5. There was no authority in the grant to issue patents for land on the north side of the defendant's road, in lieu of lands deficient on the south side of its road, and such patents are void. But, in a bill to have such patents declared null, the lands must be described or identified.

Demurrer to a bill in equity, filed on behalf of the United States by the district attorney. The object of the bill is to have a declaration of the nullity, in whole or in part, of several patents of lands, issued to the defendant under section 19 of the act of July 2d, 1864, which was an act to amend the act “to aid in the construction of a railroad and telegraph line from the Missouri river to the Pacific Ocean, and to secure to the government the use of the same, for postal, military, and other purposes,” approved July 1, 1862. 13 Stat. 356 [12 Stat 489]. The questions made, and the facts on which they arose, appear in the opinion.

Mr. Neville, U. S. Dist. Atty.

Mr. Woolworth, for defendant

MILLER, Circuit Justice. This case comes before me on a demurrer to a bill in equity, filed on behalf of the United States by the district attorney. The object of the bill is to have a declaration of the nullity, in whole or in part, of several patents for lands, issued to the defendant under section 19 of the act of July 2d, 1864, which was an act to amend the act “to aid in the construction of a railroad and telegraph line from the Missouri river to the Pacific Ocean, and to secure to the government the use of the same, for postal, military, and other purposes,” approved July 1st, 1862. 13 Stat. 356.

The 18th section of this amendatory act of 1864 grants to the Burlington and Missouri River Railroad Company, an existing corporation under the laws of Iowa, the right of way, and the use of adjacent lands for earth, stone, timber, etc., through the territory of Nebraska, from the point on the Missouri river, south of the mouth of the Platte river, where it may choose to cross, to an intersection with the main track of the Union Pacific Railroad, not further west than the one-hundredth meridian of longitude.

Section 19, out of the construction of which the suit mainly arises, is here given verbatim: “Be it further enacted, that, for the purpose of aiding in the construction of said road, there be, and hereby is, granted to said Burlington and Missouri River Railroad Company every alternate section of public lands (excepting mineral land, as reserved by this act), designated by odd numbers, to the amount of ten sections per mile on each side of said road, on the line thereof, and not sold, reserved, or otherwise disposed of by the United States, and to which a pre-emption or homestead claim may not have attached at the time the line of said road is definitely fixed: provided, that said company shall accept this grant within one year from the passage of this act, by filing said acceptance with the secretary of the interior, and shall 1306also establish the line of said road, and file a map thereof with the secretary of the interior, within one year from the date of said acceptance, when said secretary shall withdraw the lands mentioned in this grant from market.”

1. The first question arising in the case comes out of the construction of this section asserted in the bill, that no lands are granted by this act outside of the lateral limit of twenty miles on each side of the road.

It is very difficult to perceive on what principles this construction can be maintained; no lateral limit is mentioned, nor any twenty miles.
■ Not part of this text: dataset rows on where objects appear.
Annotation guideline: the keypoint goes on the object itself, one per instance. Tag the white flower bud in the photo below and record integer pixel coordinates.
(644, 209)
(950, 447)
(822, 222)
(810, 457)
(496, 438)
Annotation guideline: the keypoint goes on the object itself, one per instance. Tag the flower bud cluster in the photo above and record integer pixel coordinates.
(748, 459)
The grant is one of amount or quantity, and that quantity is to be had, subject alone to these restrictions: 1. The sections can only be of odd numbers. 2. They must be limited to ten per mile on each side of the road. 3. They must be on the line of the road. 4. They must be of lands not sold, reserved, or otherwise disposed of by the United States, and to which a pre-emption or a homestead claim had not attached at the time the road was definitely located. There is no limitation by any lateral line. As it was very well known that the road must run through the most settled part of Nebraska, and that much of the land along its line was already disposed of, and that, within the two years allowed for the definite location of the road, much more of it would be claimed under homestead and pre-emption laws, it was clear to the framers of the act that the company could not get the amount of ten alternate sections on each side of the road, within a limit of twenty miles.

If it be said that all other grants, and especially the other grants of lands to the Pacific railroads, in the original and amended acts, have their lateral limits, we answer that the difference in the phraseology of the grant, and other circumstances, shows an intention not to limit it in this case.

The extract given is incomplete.